Mayor Billy Kenoi started his second term, members of the new County Council took their oaths of office, and Mitch Roth became the county prosecuting attorney Monday.

Hundreds of friends, family members and supporters turned out in the sweltering Afook-Chinen Civic Auditorium in Hilo to watch the biennial inauguration ceremony, and to listen to the new leaders of the county pledge to get back to work.

“I look forward to working with you to improve infrastructure in all of our districts islandwide, because the beneficiaries of our hard work are our families,” Kenoi said. He added later: “I look forward to accomplishing much in the short time that we’ve been given.”

“I look forward to four incredible years, an opportunity and privilege granted to few. I promise to work hard every single day and night, and to do so with love, respect and aloha,” Kenoi said.

The mayor thanked outgoing Managing Director Bill Takaba, who was retiring after 39 years with Hawaii County, and the audience gave him a standing ovation.

Prosecutor Mitch Roth was sworn in next.

“One of my goals is to staff the office with people who have ethical integrity, a sound moral compass and a passion for justice, as well as treating everyone with dignity and respect,” Roth said in his statement.

“My personal philosophy of the Prosecutor’s Office is that we do God’s work to ensure justice,” Roth said. “We will try to improve the time it takes to get cases through the system, because nobody should have to wait for years for things to get to the starting line.”

“With the council that we have here, the mayor that we have, and the wonderful community that we have, together we will make this community safe and healthy,” he said.

The County Council was sworn in next, and incoming Chairman J Yoshimoto spoke for the nine.

“Family and folks, take a good look, because we’ll be working really hard, and you may not see the council members at home very much, because we’ll be really working hard,” Yoshimoto said.

Each of the nine council members wants to make the county a better place, Yoshimoto said.

“Our job ahead of us for the next two years is to work together. As our mayor and our prosecutor just said, together we can and together we will.”

“When you ask me what I foresee for the next two years, I see a lot of hard work,” Yoshimoto said. “I see a lot of challenging issues that will come up before us, and I believe nine of us can make the tough decisions, along with the mayor, to make sure our island home is a better place.”

“We’re in this together as one, and I’d ask everyone for their continued support,” he said.

The council members for the 2012-2014 term are Valerie Poindexter, 1st District; Yoshimoto, 2nd District; Dennis “Fresh” Onishi, 3rd District; Greggor Ilagan, 4th District; Zendo Kern, 5th District; Brenda Ford, 6th District; Dru Kanuha, 7th District; Karen Eoff, 8th District; and Margaret Wille, 9th District.

The council’s focus on working with the mayor is a pivot from the majority that adjourned Monday morning for the last time.

Prior to the inauguration, the outgoing council met for the sine die session, a customary opportunity for the council members to sheathe their daggers and say a few kind words about those who were leaving.

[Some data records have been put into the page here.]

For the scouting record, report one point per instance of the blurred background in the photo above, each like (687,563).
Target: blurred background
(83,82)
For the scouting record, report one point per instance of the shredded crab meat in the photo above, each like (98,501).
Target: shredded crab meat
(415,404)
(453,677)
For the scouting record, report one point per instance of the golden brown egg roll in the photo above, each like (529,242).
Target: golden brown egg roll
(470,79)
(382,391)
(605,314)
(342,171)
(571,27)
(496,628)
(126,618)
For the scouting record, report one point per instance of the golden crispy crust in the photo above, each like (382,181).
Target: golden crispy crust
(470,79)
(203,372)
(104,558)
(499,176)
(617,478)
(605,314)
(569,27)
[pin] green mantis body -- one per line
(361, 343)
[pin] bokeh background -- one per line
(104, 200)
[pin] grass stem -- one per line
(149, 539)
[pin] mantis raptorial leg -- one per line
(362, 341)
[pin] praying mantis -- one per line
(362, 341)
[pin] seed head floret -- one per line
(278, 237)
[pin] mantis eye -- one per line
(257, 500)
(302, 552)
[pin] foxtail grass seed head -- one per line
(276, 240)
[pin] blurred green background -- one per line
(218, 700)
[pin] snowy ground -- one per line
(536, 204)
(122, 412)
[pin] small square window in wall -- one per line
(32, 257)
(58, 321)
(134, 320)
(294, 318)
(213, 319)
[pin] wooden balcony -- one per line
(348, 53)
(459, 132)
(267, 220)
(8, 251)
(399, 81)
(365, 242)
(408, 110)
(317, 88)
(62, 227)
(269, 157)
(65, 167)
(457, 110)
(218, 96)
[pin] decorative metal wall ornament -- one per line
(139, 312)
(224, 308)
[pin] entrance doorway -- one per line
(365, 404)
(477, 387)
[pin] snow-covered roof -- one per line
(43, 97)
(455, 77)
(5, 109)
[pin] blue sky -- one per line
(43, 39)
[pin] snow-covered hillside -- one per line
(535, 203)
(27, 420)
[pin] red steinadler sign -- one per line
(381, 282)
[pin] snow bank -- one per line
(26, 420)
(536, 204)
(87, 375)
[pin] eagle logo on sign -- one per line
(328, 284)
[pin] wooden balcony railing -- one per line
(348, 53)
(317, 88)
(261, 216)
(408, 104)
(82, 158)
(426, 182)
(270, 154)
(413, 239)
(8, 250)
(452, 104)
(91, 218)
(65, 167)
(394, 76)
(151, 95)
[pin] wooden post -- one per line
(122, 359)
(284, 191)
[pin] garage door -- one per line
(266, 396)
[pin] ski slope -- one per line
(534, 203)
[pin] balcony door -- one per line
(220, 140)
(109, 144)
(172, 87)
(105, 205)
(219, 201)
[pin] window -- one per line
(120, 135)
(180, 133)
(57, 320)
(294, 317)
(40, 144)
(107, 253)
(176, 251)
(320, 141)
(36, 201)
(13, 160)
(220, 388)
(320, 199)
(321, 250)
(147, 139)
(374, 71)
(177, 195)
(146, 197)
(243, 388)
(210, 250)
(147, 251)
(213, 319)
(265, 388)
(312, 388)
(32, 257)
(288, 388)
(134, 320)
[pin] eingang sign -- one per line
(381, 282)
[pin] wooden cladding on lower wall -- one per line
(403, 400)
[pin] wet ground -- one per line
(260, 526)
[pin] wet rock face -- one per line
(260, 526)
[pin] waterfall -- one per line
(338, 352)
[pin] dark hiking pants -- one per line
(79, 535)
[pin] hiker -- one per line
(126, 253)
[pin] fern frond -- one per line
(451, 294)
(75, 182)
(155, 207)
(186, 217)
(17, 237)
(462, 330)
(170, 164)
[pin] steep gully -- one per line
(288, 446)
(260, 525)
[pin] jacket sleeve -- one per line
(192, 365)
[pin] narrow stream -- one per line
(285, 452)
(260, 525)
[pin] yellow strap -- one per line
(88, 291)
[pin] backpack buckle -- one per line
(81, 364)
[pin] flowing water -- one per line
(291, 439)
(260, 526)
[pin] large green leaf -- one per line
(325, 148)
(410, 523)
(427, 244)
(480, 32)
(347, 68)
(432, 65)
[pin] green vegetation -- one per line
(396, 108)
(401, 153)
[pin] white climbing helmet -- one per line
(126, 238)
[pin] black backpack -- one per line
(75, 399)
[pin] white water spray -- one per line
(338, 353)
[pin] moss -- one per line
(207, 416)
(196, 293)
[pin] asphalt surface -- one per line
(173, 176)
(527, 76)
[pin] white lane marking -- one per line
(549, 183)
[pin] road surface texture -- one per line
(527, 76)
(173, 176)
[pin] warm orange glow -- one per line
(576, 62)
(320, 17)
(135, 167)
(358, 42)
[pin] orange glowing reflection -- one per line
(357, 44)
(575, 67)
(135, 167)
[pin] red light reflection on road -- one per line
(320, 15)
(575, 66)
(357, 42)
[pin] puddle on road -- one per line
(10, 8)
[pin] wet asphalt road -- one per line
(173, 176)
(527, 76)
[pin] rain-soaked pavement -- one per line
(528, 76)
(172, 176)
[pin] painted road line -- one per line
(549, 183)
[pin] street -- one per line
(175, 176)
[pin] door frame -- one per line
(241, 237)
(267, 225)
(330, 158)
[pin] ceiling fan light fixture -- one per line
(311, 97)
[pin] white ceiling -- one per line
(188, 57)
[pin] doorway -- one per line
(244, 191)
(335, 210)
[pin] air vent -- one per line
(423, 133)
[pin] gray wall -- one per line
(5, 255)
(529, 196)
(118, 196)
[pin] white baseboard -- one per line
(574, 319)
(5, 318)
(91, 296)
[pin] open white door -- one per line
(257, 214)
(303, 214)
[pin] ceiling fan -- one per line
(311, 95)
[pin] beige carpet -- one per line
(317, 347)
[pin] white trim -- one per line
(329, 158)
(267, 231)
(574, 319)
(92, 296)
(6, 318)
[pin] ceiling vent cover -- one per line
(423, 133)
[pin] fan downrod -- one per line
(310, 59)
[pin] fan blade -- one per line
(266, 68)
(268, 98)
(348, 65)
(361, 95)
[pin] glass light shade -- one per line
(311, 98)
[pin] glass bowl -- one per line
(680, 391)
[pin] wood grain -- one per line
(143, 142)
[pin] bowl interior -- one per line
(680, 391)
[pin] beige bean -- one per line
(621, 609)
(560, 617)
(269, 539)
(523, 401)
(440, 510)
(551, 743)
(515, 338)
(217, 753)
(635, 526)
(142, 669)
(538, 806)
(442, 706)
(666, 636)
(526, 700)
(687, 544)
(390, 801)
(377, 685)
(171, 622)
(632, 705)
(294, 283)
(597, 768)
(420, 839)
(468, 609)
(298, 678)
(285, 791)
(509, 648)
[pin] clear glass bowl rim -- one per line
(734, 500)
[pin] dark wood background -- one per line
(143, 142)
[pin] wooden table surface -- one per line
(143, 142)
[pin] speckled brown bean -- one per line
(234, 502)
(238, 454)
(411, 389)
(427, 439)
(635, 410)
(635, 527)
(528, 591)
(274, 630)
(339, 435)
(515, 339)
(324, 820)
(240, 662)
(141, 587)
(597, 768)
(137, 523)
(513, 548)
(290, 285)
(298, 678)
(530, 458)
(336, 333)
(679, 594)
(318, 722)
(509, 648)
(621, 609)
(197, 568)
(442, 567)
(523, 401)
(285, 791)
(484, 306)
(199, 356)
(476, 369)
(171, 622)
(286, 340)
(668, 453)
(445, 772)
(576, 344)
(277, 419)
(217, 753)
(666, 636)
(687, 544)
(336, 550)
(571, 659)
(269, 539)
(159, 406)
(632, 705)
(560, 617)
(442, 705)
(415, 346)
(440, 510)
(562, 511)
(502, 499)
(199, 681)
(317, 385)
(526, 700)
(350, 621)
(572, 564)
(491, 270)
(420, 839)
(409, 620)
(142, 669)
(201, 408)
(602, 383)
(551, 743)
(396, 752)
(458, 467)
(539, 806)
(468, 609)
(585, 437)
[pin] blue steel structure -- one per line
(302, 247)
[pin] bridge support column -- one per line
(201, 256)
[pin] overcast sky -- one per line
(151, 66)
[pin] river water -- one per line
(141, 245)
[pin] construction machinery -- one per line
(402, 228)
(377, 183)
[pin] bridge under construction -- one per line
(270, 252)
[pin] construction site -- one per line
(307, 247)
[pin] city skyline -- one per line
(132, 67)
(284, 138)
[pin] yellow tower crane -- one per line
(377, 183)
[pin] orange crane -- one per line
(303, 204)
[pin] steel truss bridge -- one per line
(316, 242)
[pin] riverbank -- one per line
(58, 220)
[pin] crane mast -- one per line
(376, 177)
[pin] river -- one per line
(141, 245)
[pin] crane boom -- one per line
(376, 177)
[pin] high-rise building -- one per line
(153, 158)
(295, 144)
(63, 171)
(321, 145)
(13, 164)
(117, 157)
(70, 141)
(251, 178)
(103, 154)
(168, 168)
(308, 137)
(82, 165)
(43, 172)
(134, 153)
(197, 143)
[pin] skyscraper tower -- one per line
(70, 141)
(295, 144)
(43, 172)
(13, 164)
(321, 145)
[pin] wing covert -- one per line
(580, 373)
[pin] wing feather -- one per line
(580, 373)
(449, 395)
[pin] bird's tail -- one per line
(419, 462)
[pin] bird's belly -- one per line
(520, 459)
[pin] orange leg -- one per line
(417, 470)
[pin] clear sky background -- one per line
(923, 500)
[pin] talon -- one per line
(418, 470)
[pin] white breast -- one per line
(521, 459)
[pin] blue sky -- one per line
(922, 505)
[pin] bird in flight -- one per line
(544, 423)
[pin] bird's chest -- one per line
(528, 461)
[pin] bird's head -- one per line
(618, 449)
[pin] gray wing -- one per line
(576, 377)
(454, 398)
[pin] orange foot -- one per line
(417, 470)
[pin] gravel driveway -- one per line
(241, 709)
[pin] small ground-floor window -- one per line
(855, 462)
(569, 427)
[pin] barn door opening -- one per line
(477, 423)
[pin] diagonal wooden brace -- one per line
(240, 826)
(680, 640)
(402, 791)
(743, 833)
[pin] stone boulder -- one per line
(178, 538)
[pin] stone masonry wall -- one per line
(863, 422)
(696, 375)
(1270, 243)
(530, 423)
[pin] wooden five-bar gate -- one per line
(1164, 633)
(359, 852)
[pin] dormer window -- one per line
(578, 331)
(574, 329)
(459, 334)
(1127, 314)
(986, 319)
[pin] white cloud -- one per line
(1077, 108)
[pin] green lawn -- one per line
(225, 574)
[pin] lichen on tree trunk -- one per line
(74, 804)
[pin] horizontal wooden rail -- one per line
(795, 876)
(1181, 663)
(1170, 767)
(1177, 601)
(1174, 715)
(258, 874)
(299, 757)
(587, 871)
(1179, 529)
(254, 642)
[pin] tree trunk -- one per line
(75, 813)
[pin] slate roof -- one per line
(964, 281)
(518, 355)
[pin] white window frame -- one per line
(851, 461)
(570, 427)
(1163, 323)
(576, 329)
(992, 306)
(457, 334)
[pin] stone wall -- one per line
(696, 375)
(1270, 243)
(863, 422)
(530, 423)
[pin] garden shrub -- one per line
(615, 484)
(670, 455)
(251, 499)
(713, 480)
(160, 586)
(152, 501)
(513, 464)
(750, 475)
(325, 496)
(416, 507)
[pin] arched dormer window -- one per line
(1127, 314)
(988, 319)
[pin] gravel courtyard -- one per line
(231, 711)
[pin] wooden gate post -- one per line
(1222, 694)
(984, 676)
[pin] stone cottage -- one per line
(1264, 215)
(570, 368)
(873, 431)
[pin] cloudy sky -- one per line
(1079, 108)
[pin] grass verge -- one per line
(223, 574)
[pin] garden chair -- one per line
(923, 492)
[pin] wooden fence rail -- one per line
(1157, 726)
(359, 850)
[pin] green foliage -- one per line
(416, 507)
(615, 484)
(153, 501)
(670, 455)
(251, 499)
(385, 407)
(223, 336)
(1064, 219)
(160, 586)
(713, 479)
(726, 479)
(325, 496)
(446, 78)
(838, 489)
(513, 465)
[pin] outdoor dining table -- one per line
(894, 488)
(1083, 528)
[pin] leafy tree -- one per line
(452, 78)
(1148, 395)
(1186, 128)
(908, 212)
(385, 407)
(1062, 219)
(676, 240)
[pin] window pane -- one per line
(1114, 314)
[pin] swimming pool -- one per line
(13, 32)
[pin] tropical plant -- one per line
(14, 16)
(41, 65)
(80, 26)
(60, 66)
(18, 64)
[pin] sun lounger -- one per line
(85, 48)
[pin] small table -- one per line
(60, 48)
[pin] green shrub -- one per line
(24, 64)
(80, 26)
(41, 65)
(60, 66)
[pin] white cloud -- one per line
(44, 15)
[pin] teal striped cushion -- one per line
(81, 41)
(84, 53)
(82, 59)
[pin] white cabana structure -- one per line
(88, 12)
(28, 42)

“For me, you’re the most courageous council member, ever,” Ford said to Chairman Dominic Yagong, lauding him for “standing up for what is right, even if the odds were against you.”

“It has been an honor and a privilege,” Yagong said. He thanked his staff and called Jamae Kawauchi’s appointment as clerk “the best decision I’ve ever made.”

Councilman Fred Blas, defeated in a bid for re-election, was on the mainland to be with his family in the wake of the death of his brother, and the council members offered their condolences.

“His heart was in the right place. He did a lot of things to his community,” Councilman Donald Ikeda said of Blas.

“He was one that was not afraid to get his hands dirty,” Yagong said.

Councilman Angel Pilago praised Hoffmann, who was prevented by term limits from seeking re-election, as a champion of the county’s then-free Hele-On bus system, and for his role in organizing golf tournaments to benefit the Food Basket.

“We didn’t always agree, but I have to admit that you’ve frequently been right,” Ikeda said, calling the free bus “a really good idea.”

Like Hoffmann, Ikeda also took office in 2004. Facing term limits, the former clerk ran for the state Senate and was defeated in the Aug. 11 election.

“I hope that you enjoy your retirement and maybe we might be seeing you coming back in two years from now,” Onishi said. Most of the departing council members received similar expressions of hope that they might return in 2014.

“When I ran for office, all I wanted to do was to make our community and the island of Hawaii a better place to live,” Ikeda said. “I just love the people of Hawaii and I just want it to be a better place.”

Pilago, who chose not to seek re-election, was thanked for his ability to bring a Hawaiian cultural perspective to the council.

“I want to really commend you for the water improvement districts you did in North Kona,” Ford said.

While all of the council members were thanked for their service, some of the strongest praise was reserved for outgoing Councilwoman Brittany Smart. She was elected in 2010 but opted to run for the state House of Representatives after redistricting placed her in the same council district as Ford.

Smart lost a Democratic primary race to Richard Onishi, brother of Dennis Onishi.

All agreed that Smart had lived up to her name.

“Ms. Smart, you are truly the most intelligent woman I have ever met,” Ford said.

“She’s truly intelligent and she has a very good sense of how to address an issue,” Hoffmann said.

Yagong addressed his colleagues one last time before closing the meeting.

“I will pound the gavel for the very last time as chair. This meeting is …”

“We need to vote” on the motion to adjourn, Kawauchi interrupted.

Having done so, Yagong pounded his gavel, bringing to a close another tumultuous two-year term of the County Council.